I bought a tub of craze and Im not impressed.....   It gives steady energy but does nothing to ramp up my motivation and drive....   My wife loves the stuff but I think jacked worked better....   Im stickin wit my percs and coffee...  btw... I have some Ephedrine hcl being delivered in the next few days from Canada so I will give that a go....  keepin fingers crossed that it works almost as good as the original ephedra/ma huang...


----------



## ~RaZr~ (Jul 7, 2012)

From what I have read, Craze is not suppose to hit/tweak you out like DMAA. It's suppose to be a smooth, steady focus. 

That's why people prefer it over stims like DMAA


----------



## ctr10 (Jul 7, 2012)

I just ordered some craze


----------



## Luxx (Jul 7, 2012)

ctr10 said:
			
		

> I just ordered some craze



I need some stims! Does craze have stims?


----------



## ctr10 (Jul 7, 2012)

Yes, I actually read an article where the FDA is gonna try to ban it


----------



## Flyboy33z (Jul 7, 2012)

Luxx said:


> I need some stims! Does craze have stims?



I dont think it does....    I have more of a kick from Jacked but more steady energy from Craze......      I think 1 scoop jacked and 1 scoop Craze might be ideal.....      I still prefer Percs and coffee.......    and Im waiting on ephedrine HCL from Canada...


----------



## ~RaZr~ (Jul 7, 2012)

Luxx said:


> I need some stims! Does craze have stims?



It doesn't have any....


----------



## Calves of Steel (Jul 7, 2012)

Though I have never used Craze...Black powder is awesome and tastes great.


----------



## Luxx (Jul 7, 2012)

Flyboy33z said:
			
		

> I dont think it does....    I have more of a kick from Jacked but more steady energy from Craze......      I think 1 scoop jacked and 1 scoop Craze might be ideal.....      I still prefer Percs and coffee.......    and Im waiting on ephedrine HCL from Canada...

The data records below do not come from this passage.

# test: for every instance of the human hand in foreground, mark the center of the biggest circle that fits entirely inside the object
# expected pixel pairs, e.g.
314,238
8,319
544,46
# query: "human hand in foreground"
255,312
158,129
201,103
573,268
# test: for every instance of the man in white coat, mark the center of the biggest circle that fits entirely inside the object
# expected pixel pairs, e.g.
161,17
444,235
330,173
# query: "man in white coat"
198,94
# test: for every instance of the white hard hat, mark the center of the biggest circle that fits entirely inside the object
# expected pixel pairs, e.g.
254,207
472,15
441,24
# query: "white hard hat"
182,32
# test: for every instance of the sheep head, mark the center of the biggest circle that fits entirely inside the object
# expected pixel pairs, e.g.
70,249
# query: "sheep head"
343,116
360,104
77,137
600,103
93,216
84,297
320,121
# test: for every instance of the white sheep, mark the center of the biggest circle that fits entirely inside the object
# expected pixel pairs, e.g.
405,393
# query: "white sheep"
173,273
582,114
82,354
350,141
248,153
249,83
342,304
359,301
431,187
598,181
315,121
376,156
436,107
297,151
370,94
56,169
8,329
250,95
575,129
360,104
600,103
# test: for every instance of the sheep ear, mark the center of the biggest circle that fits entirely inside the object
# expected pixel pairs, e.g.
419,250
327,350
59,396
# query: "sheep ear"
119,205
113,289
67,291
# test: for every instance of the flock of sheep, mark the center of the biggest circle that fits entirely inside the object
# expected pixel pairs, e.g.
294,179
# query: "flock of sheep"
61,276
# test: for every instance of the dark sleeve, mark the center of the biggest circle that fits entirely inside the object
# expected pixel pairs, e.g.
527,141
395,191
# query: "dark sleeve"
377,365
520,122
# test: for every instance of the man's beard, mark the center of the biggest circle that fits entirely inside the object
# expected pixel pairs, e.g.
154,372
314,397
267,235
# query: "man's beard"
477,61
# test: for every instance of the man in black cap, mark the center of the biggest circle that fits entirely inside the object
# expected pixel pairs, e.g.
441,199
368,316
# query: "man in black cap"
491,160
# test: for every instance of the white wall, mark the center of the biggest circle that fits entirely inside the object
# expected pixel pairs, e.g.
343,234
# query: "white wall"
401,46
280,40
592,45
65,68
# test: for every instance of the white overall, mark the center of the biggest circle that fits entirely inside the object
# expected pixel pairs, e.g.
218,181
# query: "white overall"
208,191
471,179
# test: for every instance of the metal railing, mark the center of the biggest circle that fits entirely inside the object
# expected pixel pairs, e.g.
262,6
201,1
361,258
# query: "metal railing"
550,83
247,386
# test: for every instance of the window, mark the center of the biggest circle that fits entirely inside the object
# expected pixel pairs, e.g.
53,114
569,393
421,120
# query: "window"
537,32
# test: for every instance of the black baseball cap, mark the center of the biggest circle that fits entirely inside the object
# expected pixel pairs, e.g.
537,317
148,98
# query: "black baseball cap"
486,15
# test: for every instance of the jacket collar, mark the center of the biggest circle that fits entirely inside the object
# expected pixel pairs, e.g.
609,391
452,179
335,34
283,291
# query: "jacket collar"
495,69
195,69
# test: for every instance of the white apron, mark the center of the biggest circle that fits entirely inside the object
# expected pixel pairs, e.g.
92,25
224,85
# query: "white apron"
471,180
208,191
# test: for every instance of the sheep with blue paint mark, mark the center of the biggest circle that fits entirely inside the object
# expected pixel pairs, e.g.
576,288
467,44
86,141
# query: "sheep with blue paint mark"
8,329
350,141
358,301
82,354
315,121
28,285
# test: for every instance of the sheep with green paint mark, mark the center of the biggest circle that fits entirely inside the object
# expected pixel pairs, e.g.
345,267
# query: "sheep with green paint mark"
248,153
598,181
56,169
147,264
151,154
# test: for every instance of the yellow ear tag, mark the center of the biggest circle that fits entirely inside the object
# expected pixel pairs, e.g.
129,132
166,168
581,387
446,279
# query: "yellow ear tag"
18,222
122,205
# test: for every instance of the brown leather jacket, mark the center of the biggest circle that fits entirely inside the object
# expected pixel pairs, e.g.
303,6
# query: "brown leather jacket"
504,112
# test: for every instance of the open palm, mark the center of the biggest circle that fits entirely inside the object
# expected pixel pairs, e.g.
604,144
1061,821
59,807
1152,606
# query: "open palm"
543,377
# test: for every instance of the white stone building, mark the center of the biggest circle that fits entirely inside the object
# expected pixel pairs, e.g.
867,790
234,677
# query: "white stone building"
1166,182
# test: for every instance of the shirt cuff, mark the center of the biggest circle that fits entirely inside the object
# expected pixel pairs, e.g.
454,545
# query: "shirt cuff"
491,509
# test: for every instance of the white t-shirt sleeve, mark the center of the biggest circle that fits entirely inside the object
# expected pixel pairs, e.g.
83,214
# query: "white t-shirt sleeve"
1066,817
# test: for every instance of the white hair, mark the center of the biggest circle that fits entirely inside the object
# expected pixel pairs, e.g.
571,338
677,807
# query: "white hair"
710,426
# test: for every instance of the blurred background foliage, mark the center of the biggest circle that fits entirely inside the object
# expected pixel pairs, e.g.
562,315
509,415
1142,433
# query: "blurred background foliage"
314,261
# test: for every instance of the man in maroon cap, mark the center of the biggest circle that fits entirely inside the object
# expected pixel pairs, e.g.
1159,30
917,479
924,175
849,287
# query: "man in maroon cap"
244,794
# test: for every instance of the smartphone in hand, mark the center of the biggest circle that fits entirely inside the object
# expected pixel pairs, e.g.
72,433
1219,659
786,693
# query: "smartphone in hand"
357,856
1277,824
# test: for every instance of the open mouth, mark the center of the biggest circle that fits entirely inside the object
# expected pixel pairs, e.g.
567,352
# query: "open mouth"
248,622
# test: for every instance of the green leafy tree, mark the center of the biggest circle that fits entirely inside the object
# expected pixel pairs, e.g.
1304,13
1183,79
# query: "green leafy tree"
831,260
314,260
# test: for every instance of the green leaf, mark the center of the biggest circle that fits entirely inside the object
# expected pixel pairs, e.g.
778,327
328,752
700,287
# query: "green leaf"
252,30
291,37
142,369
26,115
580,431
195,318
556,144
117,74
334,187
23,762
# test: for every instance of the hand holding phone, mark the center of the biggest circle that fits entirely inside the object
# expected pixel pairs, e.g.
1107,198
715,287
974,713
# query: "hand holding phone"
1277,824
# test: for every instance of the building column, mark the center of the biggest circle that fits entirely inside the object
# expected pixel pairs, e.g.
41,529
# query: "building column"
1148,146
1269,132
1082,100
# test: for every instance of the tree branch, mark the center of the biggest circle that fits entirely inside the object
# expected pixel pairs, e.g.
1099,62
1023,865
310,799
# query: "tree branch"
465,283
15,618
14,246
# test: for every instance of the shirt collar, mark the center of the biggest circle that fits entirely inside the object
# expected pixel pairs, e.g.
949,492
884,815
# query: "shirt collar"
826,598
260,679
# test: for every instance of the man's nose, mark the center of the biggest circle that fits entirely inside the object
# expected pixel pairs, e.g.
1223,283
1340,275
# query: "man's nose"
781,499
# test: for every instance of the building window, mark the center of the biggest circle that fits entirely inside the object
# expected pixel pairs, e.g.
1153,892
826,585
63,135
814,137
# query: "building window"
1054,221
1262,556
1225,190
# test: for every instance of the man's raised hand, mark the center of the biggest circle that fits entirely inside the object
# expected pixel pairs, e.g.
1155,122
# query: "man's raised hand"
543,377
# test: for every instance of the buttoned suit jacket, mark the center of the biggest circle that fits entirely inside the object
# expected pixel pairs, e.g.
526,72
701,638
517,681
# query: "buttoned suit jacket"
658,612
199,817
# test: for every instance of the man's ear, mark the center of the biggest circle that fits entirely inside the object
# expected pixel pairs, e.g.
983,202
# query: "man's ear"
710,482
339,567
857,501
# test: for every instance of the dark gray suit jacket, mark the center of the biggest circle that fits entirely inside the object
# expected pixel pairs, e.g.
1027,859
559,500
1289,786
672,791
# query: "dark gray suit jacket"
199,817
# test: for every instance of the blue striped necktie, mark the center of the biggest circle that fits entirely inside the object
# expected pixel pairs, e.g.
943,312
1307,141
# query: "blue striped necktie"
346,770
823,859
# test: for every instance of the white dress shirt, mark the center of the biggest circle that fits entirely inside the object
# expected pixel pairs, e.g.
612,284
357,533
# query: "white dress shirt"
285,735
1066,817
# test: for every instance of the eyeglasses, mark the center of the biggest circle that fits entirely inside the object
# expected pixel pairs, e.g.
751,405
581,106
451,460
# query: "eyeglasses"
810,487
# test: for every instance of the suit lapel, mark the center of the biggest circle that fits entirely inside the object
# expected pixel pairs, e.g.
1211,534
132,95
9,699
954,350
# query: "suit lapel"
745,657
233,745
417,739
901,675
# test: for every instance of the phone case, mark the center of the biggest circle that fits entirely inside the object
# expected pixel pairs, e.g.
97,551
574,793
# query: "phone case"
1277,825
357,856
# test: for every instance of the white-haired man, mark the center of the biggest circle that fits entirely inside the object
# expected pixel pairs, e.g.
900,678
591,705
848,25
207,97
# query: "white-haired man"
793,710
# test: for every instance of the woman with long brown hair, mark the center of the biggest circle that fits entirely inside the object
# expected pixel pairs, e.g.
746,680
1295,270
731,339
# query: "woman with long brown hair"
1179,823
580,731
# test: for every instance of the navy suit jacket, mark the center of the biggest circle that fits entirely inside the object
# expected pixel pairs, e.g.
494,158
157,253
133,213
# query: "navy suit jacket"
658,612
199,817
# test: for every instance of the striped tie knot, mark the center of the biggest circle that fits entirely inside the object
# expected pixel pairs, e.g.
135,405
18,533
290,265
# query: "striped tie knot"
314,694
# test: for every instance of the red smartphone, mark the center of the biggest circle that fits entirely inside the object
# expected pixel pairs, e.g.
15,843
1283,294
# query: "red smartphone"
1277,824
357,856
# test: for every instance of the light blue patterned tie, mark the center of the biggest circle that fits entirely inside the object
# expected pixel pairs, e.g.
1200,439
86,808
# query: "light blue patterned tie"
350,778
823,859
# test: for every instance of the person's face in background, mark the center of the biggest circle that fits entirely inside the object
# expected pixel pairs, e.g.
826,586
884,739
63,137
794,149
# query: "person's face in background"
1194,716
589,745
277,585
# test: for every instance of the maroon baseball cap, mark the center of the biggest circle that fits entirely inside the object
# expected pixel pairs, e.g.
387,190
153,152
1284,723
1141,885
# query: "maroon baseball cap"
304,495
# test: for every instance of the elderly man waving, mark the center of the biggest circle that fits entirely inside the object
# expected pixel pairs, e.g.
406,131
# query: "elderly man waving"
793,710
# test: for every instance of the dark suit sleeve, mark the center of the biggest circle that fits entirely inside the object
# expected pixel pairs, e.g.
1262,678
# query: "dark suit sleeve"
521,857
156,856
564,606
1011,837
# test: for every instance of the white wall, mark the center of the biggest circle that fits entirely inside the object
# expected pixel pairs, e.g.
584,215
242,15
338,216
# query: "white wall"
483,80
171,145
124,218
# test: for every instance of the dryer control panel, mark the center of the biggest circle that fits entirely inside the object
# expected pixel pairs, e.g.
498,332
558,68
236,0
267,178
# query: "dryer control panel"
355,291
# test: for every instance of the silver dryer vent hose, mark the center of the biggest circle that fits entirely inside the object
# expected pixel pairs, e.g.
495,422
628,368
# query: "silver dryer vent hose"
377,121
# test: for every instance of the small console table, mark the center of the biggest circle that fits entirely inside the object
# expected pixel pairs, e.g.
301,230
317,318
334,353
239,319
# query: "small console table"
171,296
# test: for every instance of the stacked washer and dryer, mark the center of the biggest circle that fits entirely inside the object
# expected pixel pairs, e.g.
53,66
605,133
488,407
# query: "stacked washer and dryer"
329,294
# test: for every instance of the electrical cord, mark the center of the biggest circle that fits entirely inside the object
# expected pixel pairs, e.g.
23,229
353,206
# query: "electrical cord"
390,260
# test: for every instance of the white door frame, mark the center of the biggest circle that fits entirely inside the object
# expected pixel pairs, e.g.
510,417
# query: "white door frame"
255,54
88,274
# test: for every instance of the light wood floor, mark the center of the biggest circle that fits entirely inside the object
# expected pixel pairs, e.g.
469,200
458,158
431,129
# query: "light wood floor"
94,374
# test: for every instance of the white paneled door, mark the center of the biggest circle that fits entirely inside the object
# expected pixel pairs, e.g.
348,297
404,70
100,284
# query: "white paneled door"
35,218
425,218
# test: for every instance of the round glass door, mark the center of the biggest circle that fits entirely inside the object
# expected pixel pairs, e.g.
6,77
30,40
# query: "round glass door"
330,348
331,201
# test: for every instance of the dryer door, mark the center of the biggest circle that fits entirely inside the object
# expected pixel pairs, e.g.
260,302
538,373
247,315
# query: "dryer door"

You can still buy ephedrine at Walgreens. Look up bronk aid.


----------



## Luxx (Jul 7, 2012)

Calves of Steel said:
			
		

> Though I have never used Craze...Black powder is awesome and tastes great.



I buy some pump fuel. It sucks. Makes me want to shit all the time. I use to do white floods. I heard they took out the stims now, not sure. White floods with stims was the shiz.


----------



## jwa (Jul 7, 2012)

Luxx said:


> I need some stims! Does craze have stims?



I have no idea what _anyone _is talking about in this thread, Craze has caffeine. Caffeine is a stimulant.


----------



## Luxx (Jul 7, 2012)

jwa said:


> I have no idea what _anyone _is talking about in this thread, Craze has caffeine. Caffeine is a stimulant.



This is what everyone is talking about. *1,3-dimethylamylamine. *


----------



## jwa (Jul 7, 2012)

Luxx said:


> This is what everyone is talking about. *1,3-dimethylamylamine. *



Then the question should be: "Does Craze have 1,3?" And of course the answer would be "no," because of the recent ban.


----------



## ~RaZr~ (Jul 7, 2012)

I don't see any DMAA in it - 







What people are suspecting the "key" ingredient is, is the PEA.


----------



## Luxx (Jul 7, 2012)

jwa said:


> Then the question should be: "Does Craze have 1,3?" And of course the answer would be "no," because of the recent ban.



no shit!


----------



## Luxx (Jul 7, 2012)

~RaZr~ said:


> I don't see any DMAA in it -
> 
> 
> 
> ...



looks good. I'm gonna try it.


----------



## packers6211 (Jul 7, 2012)

lol no geranium but it def works and I feel more focused through out my workouts.


----------



## Pestimesta (Jul 8, 2012)

i have tried shroomtech for 2 weeks now, works great for the cardio. 
i don't feel short breathed when i'm running now.
think maybe i'll try to combine the craze and the shroomtech  thanks for all the input


----------



## Swim2J (Jul 20, 2012)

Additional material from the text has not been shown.